Honoring Past Businesses, Recognizing Present Companies & Welcoming Industries of the Future
Incorporated in 1953, Henderson, Nev. was born “in America’s defense” with the building of the Basic Magnesium Plant in 1943 during World War II. The plant supplied the U.S. War Department with magnesium for munitions and airplane parts that would eventually help the United States and the allies win the war.
Today, Henderson is a far cry from the small industrial center it once was. And yet, Nevada’s second largest city still exemplifies the can-do spirit and industrious environment it’s always had. It’s one of the nation’s premier communities, supported by a high quality of life and a diverse economic base that extends from health care to manufacturing and distribution.

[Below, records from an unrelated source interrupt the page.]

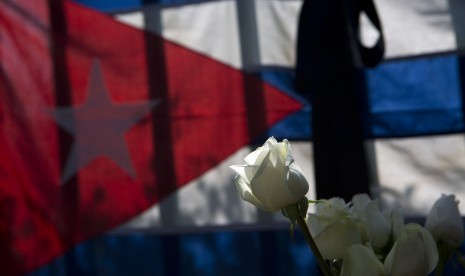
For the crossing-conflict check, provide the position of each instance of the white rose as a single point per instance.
(361, 260)
(376, 228)
(333, 228)
(270, 179)
(413, 253)
(445, 222)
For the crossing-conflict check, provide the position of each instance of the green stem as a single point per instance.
(311, 242)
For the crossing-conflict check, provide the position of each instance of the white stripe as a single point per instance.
(414, 172)
(212, 200)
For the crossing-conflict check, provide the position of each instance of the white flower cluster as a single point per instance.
(371, 242)
(357, 234)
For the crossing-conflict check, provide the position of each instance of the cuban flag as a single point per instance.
(119, 120)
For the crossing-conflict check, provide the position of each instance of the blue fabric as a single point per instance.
(213, 253)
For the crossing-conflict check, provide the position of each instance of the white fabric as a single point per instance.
(412, 172)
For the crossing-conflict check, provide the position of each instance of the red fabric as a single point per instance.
(202, 118)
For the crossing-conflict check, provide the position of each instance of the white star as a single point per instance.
(98, 127)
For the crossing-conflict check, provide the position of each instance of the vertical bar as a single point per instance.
(256, 116)
(163, 141)
(327, 74)
(69, 192)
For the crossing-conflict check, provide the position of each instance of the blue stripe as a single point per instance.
(408, 97)
(114, 6)
(213, 253)
(415, 97)
(216, 253)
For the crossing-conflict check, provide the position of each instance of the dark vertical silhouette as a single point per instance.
(329, 72)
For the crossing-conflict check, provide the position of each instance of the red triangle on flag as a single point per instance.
(204, 112)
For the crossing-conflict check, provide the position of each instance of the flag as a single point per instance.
(120, 118)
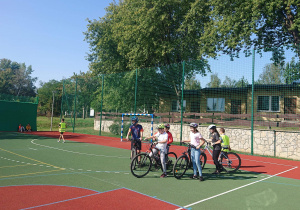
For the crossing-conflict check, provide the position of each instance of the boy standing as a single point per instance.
(225, 141)
(62, 129)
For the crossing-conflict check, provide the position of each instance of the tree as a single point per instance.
(45, 93)
(228, 82)
(214, 81)
(135, 34)
(271, 74)
(16, 79)
(243, 24)
(291, 72)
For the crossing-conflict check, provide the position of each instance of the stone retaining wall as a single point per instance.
(286, 142)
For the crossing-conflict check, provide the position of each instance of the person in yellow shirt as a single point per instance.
(28, 128)
(62, 128)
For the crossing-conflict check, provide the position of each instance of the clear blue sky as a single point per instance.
(49, 36)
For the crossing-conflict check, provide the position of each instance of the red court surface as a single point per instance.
(63, 197)
(264, 165)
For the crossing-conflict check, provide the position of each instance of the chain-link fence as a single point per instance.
(256, 99)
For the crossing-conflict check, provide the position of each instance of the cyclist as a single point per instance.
(162, 139)
(196, 141)
(225, 142)
(170, 136)
(136, 131)
(216, 142)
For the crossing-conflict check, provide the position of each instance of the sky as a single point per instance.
(49, 36)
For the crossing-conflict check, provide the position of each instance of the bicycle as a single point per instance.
(230, 161)
(140, 168)
(184, 162)
(134, 149)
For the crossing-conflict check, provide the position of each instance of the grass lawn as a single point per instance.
(85, 126)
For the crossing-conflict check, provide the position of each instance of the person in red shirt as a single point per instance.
(170, 136)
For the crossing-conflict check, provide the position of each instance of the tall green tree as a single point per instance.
(16, 78)
(45, 93)
(243, 24)
(291, 71)
(138, 34)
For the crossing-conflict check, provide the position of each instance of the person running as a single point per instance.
(162, 139)
(28, 128)
(170, 136)
(136, 131)
(62, 128)
(216, 143)
(196, 141)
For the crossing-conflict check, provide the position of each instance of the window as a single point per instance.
(268, 103)
(176, 106)
(216, 104)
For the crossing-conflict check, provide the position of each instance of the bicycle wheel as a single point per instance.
(203, 159)
(231, 163)
(171, 158)
(140, 168)
(180, 166)
(133, 153)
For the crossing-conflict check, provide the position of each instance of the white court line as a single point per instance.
(268, 162)
(192, 204)
(80, 153)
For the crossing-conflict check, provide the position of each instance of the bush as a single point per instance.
(115, 128)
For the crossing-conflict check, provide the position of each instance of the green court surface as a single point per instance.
(34, 160)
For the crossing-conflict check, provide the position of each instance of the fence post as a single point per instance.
(62, 100)
(274, 143)
(75, 104)
(101, 104)
(182, 88)
(135, 91)
(252, 100)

As Henderson celebrates six decades of growth, it recognizes some of the largest sectors that have made it a great place to live, learn, work and play.

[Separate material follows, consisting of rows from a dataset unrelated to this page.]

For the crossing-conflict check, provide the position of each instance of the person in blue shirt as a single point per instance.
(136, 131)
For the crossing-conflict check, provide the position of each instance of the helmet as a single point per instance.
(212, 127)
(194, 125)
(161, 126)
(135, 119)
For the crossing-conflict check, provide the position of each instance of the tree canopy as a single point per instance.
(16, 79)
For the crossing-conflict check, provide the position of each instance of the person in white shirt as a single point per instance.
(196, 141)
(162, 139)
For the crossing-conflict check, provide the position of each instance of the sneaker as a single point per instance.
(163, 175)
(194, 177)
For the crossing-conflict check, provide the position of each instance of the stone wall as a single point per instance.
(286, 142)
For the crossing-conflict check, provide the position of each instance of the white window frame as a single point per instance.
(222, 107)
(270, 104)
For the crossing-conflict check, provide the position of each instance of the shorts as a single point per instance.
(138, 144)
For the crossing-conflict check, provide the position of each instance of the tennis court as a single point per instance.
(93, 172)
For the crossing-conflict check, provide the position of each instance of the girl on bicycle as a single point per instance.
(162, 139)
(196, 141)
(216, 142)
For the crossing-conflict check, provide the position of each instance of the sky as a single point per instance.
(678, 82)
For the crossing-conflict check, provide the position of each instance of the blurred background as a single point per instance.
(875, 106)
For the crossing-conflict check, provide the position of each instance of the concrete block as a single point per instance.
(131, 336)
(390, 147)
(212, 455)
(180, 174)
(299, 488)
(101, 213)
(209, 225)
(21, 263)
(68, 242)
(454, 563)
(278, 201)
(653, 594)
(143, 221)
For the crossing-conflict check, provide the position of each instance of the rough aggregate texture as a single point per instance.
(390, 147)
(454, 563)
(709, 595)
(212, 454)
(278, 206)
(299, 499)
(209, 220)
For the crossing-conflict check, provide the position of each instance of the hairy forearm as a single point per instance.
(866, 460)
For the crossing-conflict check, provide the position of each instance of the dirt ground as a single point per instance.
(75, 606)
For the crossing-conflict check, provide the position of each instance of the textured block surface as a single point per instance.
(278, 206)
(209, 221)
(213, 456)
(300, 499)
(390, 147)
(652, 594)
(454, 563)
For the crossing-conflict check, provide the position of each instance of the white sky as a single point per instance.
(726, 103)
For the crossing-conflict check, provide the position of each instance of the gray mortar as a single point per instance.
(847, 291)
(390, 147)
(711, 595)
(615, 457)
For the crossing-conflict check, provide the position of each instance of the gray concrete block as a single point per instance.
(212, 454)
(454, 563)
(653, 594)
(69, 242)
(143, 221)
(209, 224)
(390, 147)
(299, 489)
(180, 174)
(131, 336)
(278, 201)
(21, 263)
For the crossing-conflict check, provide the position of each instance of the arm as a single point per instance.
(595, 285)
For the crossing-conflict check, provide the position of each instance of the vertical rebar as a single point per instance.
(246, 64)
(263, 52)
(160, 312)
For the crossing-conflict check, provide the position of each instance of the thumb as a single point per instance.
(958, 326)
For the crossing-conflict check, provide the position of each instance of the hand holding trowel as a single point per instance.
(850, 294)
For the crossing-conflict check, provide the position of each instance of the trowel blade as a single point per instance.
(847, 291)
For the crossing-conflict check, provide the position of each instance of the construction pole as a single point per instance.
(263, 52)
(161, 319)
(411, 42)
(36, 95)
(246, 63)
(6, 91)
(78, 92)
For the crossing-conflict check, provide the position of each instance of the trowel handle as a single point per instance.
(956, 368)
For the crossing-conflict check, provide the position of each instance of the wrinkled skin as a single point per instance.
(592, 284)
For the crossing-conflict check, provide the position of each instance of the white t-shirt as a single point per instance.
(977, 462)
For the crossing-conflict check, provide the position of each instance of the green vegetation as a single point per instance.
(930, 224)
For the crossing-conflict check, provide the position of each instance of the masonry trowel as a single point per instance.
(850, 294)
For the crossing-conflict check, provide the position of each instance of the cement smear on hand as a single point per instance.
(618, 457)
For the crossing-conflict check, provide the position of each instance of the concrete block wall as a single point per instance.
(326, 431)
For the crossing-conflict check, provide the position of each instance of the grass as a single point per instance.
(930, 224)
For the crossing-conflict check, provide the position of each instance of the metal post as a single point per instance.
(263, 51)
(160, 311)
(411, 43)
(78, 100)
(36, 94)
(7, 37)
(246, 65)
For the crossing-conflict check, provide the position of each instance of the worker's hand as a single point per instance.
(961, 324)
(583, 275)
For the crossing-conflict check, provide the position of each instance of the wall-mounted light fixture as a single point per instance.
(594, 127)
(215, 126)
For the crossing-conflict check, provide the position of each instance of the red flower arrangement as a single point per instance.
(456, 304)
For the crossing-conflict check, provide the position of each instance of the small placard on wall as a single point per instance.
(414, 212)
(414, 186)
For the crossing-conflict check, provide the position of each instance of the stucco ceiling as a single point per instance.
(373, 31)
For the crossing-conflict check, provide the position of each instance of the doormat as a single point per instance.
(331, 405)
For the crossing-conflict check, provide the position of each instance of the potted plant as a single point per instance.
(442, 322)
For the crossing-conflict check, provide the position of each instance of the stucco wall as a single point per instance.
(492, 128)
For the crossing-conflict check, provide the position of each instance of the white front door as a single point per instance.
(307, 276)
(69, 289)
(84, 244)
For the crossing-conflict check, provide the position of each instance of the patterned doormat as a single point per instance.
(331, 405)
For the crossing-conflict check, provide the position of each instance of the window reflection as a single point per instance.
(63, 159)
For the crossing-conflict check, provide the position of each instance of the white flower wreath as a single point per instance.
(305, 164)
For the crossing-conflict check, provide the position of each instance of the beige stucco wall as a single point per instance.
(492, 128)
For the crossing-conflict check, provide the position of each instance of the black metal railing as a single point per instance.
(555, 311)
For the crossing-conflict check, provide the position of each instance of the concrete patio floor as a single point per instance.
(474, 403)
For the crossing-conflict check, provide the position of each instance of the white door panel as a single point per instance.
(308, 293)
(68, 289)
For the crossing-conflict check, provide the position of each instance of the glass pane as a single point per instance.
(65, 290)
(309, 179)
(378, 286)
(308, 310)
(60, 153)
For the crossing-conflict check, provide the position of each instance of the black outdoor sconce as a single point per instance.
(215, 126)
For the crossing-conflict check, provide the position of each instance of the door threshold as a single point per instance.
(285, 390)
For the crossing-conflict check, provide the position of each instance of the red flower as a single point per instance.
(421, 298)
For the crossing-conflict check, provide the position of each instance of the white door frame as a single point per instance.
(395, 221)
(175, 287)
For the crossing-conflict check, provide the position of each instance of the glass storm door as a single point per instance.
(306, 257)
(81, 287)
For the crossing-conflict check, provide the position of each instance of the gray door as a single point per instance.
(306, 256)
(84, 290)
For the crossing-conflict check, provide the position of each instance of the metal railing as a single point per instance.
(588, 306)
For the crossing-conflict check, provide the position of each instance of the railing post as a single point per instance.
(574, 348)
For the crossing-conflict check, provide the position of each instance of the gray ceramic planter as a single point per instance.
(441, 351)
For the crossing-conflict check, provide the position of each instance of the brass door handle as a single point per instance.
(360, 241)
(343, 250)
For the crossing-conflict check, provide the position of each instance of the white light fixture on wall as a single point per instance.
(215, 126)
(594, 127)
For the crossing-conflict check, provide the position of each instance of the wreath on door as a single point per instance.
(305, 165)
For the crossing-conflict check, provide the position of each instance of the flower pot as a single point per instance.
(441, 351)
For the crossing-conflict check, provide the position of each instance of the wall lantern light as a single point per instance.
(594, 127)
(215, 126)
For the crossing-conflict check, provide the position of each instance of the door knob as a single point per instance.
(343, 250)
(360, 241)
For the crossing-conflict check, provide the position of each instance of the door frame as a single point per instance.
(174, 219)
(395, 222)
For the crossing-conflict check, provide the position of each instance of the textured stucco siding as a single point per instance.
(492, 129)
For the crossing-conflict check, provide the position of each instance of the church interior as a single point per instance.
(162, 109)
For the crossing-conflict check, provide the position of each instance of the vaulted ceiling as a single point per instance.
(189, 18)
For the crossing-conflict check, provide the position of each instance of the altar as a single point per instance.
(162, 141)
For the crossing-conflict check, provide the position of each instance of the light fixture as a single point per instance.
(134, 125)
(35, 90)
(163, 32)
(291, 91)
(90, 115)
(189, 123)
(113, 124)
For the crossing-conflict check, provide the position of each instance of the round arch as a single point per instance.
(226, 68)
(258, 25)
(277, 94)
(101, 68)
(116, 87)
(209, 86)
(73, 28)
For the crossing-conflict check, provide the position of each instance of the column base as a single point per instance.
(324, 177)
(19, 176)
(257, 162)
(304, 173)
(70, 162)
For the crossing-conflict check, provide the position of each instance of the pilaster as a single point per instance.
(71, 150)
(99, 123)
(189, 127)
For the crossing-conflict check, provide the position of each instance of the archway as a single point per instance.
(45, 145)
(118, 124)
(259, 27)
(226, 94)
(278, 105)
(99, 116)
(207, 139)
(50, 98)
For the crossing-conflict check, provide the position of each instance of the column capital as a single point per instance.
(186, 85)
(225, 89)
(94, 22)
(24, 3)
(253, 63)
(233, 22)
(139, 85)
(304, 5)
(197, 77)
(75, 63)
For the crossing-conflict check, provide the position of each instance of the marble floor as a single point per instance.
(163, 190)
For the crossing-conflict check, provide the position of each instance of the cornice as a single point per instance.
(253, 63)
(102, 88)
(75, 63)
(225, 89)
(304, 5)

Economic development and education have always gone hand-in-hand. Having an educated workforce is critical for a community to thrive and become more diversified.
When businesses consider relocating or expanding to a new city, a good education system that’s graduated an educated workforce is one of the first things they look at; they want to ensure they have a vast, qualified hiring pool from which to choose.
Luckily for current and potential Henderson businesses, the city has nearly 270,000 residents whose educational attainment exceeds that of other major Nevada cities. In fact, 31.2 percent of Henderson residents hold a bachelor’s degree or higher – a higher percentage than other major Nevada and Arizona cities.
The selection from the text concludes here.